The representative informed her that it was possible, but that Hertz would probably tack on a $50 surcharge for her to return it at the airport. Saint James thought that was fair and her friend rented the car for her.
“Imagine our shock when I returned the car with more gas than I got it with and in perfect condition,” Saint James exclaimed, “We learned that the surcharge was $1,500 extra! All that for 10 days in a Yaris? I could have bought a car for that!”
Although Saint James was chomping at the bit to take on Hertz immediately, Morgan calmed her down and told her to let her credit card company fight it out for her. But then Morgan unintentionally paid off the charge — $1,993 — and now Saint James is feeling a lot of pressure, because the original intent was for her to pay her friend back. If she is forced to pay this extra $1,500, it will cause her financial hardship.
Morgan did make numerous calls to both Hertz and Visa, but Hertz claimed the renters, “broke the contract,” and refuses to refund the surcharge.
She’s not alone.

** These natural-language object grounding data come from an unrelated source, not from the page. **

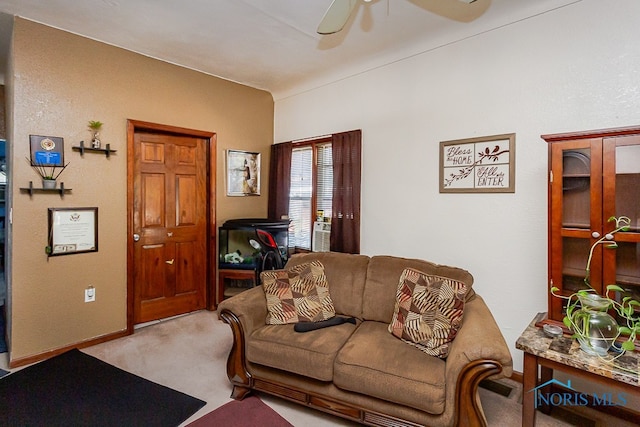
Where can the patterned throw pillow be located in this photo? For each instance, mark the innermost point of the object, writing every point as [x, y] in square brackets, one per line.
[428, 311]
[299, 294]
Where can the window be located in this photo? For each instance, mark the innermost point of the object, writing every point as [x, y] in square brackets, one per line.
[311, 189]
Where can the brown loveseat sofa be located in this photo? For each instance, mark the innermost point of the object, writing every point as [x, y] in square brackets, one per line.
[362, 372]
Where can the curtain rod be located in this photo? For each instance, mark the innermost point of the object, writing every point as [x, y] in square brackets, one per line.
[295, 141]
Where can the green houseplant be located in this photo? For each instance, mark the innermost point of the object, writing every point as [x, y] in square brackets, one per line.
[95, 127]
[587, 312]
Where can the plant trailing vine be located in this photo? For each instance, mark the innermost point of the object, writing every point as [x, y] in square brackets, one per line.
[625, 307]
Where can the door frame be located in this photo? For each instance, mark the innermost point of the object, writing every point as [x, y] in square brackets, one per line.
[134, 126]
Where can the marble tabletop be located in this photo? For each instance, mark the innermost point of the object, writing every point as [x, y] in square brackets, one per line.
[566, 350]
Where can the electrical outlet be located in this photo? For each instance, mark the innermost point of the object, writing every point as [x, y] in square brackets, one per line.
[90, 294]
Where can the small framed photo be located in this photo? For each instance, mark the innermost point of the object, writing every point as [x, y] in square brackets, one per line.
[46, 150]
[478, 165]
[72, 231]
[243, 173]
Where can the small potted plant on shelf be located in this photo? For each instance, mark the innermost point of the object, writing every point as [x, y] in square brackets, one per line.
[95, 127]
[48, 173]
[587, 312]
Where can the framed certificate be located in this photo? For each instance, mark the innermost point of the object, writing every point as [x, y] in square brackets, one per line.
[72, 231]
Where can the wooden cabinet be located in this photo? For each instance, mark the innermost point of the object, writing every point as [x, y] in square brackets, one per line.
[593, 176]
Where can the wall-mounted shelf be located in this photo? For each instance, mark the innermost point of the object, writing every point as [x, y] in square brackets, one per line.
[31, 190]
[82, 149]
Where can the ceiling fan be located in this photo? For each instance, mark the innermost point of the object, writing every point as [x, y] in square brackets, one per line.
[338, 14]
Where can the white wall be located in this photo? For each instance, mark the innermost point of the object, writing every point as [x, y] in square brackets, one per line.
[575, 68]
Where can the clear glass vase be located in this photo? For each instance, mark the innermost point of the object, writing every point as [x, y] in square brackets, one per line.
[596, 329]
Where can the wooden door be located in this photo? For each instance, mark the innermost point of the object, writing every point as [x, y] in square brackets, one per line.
[170, 216]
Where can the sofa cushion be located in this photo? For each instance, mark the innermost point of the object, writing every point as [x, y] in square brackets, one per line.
[311, 354]
[375, 363]
[346, 274]
[383, 274]
[297, 294]
[428, 311]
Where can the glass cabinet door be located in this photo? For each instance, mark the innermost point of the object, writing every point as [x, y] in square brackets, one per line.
[622, 198]
[573, 215]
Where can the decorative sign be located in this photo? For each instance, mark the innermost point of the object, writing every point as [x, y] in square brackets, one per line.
[243, 173]
[46, 150]
[478, 165]
[72, 230]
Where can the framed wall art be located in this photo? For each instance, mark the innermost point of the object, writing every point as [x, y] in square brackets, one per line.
[46, 150]
[72, 231]
[243, 173]
[478, 165]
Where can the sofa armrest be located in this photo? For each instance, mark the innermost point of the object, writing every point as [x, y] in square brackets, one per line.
[249, 306]
[479, 351]
[244, 313]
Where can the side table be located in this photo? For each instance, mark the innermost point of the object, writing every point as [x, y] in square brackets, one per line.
[564, 354]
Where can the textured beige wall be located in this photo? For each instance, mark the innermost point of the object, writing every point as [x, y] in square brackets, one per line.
[2, 118]
[61, 81]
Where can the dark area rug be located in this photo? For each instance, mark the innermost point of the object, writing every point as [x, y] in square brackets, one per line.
[250, 412]
[75, 389]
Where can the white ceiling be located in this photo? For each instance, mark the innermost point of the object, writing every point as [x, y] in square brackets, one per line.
[273, 44]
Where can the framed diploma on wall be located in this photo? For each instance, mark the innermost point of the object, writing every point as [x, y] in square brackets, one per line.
[72, 231]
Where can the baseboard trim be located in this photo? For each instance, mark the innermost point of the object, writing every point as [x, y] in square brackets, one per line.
[15, 363]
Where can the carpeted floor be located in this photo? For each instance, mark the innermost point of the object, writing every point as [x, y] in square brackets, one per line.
[249, 412]
[189, 354]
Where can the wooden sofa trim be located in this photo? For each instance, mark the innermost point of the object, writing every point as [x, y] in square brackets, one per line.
[468, 408]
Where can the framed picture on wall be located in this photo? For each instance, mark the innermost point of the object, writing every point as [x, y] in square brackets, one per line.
[478, 165]
[243, 173]
[72, 231]
[46, 150]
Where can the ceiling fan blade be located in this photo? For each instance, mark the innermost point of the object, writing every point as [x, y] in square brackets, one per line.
[336, 16]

There are other accounts of this problem.
Our son didn’t do the right thing and returned his car (on time – no damages) at a different Boston Hertz facility 65 miles away from where he should have. Hertz provided no receipt – stated everything was okay – then took an additional $2,036 out of his credit card account with no warning.
Discussion on that site seemed to indicate that the charges were due to a “different place return” rate, rather than a “same place return” rate and that because the renter returned the car to a different location, he “broke the contract.”
Did the language in Morgan’s contract specify that her rental car would be returned to a different location, or was it just a verbal conversation that Saint James and Morgan had with the Hertz representative? Since Hertz now claims Morgan “broke the contract,” it sounds like the arrangements to return the car to a different location were not captured in writing.
Saint James is asking us to step in and try to get what she considers an outrageous and unjustified extra fee credited back to Morgan’s Visa.